There is absolutely nothing about God’s creation, not one creature of any kind, not one human being, that God does not love madly and wildly. The opening collect for the Ash Wednesday liturgy makes this clear and it’s one of my favorites in The Book of Common Prayer: “Almighty and everlasting God, you hate nothing you have made…”
For some people, that claim is life-changing; for far too many, it’s life-saving; and for all of us, it’s mission-critical because time is short.
Lent is a time to clear out the toxic clutter, to remove whatever prevents me from seeing myself as a cherished creature of God.
Lent is a time to stop whatever I might be doing that prevents others from seeing themselves as cherished creatures of God.

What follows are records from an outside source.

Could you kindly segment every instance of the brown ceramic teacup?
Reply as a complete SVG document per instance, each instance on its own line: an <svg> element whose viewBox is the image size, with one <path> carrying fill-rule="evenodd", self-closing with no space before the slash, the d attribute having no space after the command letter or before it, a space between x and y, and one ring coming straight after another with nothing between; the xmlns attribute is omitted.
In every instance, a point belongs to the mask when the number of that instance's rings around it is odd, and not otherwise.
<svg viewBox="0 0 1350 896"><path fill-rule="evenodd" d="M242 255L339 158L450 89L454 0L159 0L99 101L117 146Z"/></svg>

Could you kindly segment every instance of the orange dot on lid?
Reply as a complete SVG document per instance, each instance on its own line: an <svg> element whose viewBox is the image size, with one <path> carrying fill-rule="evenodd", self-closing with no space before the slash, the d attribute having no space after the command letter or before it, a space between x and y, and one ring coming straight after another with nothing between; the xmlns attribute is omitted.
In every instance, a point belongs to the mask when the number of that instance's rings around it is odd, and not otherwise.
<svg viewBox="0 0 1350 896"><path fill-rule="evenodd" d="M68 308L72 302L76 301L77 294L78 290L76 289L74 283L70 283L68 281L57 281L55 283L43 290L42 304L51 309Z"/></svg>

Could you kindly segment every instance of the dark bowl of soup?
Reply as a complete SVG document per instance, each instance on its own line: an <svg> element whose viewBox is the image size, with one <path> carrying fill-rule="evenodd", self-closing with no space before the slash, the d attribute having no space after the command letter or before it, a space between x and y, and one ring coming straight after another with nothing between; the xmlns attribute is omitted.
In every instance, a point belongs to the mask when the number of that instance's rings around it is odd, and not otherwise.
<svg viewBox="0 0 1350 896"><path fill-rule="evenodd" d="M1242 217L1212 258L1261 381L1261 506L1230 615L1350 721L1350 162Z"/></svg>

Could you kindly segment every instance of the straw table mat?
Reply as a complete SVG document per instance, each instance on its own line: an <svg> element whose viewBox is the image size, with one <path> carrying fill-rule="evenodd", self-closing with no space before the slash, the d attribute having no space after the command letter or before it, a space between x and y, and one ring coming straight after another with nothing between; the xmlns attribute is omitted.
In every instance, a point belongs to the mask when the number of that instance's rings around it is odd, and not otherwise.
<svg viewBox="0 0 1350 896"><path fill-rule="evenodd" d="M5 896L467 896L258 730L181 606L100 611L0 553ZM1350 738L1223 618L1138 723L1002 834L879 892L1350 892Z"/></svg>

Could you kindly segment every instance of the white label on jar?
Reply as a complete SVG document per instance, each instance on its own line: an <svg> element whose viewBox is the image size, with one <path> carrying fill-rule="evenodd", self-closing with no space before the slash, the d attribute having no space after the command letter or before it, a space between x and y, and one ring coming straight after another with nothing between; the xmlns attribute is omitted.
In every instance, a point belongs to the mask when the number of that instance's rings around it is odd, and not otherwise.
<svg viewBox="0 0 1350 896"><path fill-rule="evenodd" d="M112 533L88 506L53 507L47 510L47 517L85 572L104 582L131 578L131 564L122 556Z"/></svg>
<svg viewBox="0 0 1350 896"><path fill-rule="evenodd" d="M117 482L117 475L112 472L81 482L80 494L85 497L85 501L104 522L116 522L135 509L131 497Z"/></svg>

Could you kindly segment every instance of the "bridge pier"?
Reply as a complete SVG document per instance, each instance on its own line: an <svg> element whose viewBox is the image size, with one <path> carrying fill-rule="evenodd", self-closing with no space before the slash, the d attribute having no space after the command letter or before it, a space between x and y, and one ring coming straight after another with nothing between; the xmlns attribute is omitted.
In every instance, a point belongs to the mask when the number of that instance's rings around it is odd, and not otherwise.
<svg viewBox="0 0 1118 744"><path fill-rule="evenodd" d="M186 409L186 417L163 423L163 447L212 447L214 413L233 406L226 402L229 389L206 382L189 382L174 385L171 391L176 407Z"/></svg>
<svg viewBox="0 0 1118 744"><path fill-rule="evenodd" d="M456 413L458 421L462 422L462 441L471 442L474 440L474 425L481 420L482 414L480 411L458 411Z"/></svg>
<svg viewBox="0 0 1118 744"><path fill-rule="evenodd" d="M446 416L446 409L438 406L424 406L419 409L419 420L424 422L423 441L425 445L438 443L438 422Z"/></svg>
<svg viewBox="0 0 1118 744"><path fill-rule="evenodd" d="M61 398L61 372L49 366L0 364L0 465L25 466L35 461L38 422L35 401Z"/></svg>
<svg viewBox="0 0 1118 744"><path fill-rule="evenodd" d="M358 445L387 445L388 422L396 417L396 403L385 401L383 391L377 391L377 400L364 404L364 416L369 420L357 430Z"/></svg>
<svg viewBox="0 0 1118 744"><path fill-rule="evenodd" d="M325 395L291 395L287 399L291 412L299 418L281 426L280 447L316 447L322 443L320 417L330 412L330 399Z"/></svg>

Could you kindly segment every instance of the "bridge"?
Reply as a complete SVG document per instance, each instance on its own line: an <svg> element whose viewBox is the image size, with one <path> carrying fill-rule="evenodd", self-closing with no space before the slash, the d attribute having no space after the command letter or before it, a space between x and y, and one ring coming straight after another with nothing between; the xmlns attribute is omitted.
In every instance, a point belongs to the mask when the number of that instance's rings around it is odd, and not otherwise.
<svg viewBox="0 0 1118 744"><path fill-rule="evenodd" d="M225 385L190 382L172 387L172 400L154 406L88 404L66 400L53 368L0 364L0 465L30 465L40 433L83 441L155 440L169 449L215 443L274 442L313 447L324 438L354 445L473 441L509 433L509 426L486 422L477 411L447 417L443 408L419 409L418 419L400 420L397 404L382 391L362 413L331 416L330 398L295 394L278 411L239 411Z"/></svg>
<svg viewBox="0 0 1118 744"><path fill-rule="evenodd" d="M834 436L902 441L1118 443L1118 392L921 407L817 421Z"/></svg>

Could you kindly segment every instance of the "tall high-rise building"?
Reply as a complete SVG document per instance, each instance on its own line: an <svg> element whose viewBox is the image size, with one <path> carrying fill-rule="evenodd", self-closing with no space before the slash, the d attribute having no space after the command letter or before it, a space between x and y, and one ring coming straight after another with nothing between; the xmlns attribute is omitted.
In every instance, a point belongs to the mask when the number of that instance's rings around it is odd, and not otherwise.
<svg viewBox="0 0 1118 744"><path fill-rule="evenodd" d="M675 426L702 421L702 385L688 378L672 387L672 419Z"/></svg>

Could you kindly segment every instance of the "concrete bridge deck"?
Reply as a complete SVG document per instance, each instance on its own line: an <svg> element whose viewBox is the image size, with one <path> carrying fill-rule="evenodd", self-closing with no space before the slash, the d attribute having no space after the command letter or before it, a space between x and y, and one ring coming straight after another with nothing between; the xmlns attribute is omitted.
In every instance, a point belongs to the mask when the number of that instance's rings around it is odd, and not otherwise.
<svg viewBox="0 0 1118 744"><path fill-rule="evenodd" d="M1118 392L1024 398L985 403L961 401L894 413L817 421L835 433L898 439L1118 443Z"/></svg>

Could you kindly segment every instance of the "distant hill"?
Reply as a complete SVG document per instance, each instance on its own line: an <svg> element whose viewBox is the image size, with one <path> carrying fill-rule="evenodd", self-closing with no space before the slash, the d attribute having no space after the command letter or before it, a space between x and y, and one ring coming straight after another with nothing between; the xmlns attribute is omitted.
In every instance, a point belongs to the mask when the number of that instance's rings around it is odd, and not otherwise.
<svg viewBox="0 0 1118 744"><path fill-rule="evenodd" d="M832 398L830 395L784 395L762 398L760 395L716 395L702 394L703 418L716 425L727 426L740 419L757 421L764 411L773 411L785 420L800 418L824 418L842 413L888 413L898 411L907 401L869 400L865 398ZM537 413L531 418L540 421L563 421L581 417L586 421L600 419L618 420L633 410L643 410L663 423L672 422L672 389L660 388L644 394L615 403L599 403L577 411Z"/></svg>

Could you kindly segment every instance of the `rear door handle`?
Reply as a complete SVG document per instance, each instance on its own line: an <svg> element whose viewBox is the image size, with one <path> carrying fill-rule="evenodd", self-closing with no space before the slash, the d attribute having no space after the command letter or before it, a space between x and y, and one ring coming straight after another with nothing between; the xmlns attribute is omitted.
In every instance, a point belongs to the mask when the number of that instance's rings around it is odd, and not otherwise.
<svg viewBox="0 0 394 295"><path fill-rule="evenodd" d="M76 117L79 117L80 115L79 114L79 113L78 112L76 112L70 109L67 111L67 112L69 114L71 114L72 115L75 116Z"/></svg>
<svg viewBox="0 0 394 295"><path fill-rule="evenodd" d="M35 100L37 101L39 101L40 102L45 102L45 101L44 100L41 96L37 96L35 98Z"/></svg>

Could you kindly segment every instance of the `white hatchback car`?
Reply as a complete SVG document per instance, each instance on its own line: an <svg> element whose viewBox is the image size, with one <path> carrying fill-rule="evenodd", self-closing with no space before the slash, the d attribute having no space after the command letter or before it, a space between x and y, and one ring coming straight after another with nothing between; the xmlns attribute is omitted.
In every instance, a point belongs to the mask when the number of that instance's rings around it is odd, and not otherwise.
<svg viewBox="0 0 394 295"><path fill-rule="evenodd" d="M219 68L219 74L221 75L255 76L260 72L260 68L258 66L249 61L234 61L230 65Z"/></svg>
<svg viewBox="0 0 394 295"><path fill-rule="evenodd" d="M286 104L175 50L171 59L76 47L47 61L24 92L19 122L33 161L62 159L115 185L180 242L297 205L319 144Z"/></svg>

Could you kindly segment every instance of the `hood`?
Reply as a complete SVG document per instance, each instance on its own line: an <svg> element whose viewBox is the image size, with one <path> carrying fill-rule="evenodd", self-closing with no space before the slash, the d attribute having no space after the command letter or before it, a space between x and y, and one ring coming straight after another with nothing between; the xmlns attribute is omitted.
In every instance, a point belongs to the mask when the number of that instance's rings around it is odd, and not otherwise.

Lent is a time to understand more deeply that our way of life as modern Western people is damaging and destroying this cherished creation of God called Earth—and time is short.
In my little parish yesterday we heard Matthew’s Jesus (6:1-6, 16-21) being just as plain about this as he could be: don’t waste your time on empty religious gestures; don’t bother being pious for piety’s sake—it’s worthless and pointless.
Pray instead for a change of heart.
Pray instead for a change of life.
Pray instead—as we heard the prophet Isaiah urge (58:1-12)—pray instead in ways that loosen the bonds of injustice and that let the oppressed go free and that provide bread for the hungry and housing for the poor—that’s true religion.
Pray instead, Isaiah says, so that you yourself become light in another’s darkness, water for another’s desert, a builder of dwellings laid waste and repairers of the breach for many generations—that’s the only religion that really matters.
Yes, we are sinners and time is short. But we can make good from the time we have if we repent of our sins and embrace the Gospel, which is nothing less than the abundant life God intends for all.
Don’t waste your time on anything else.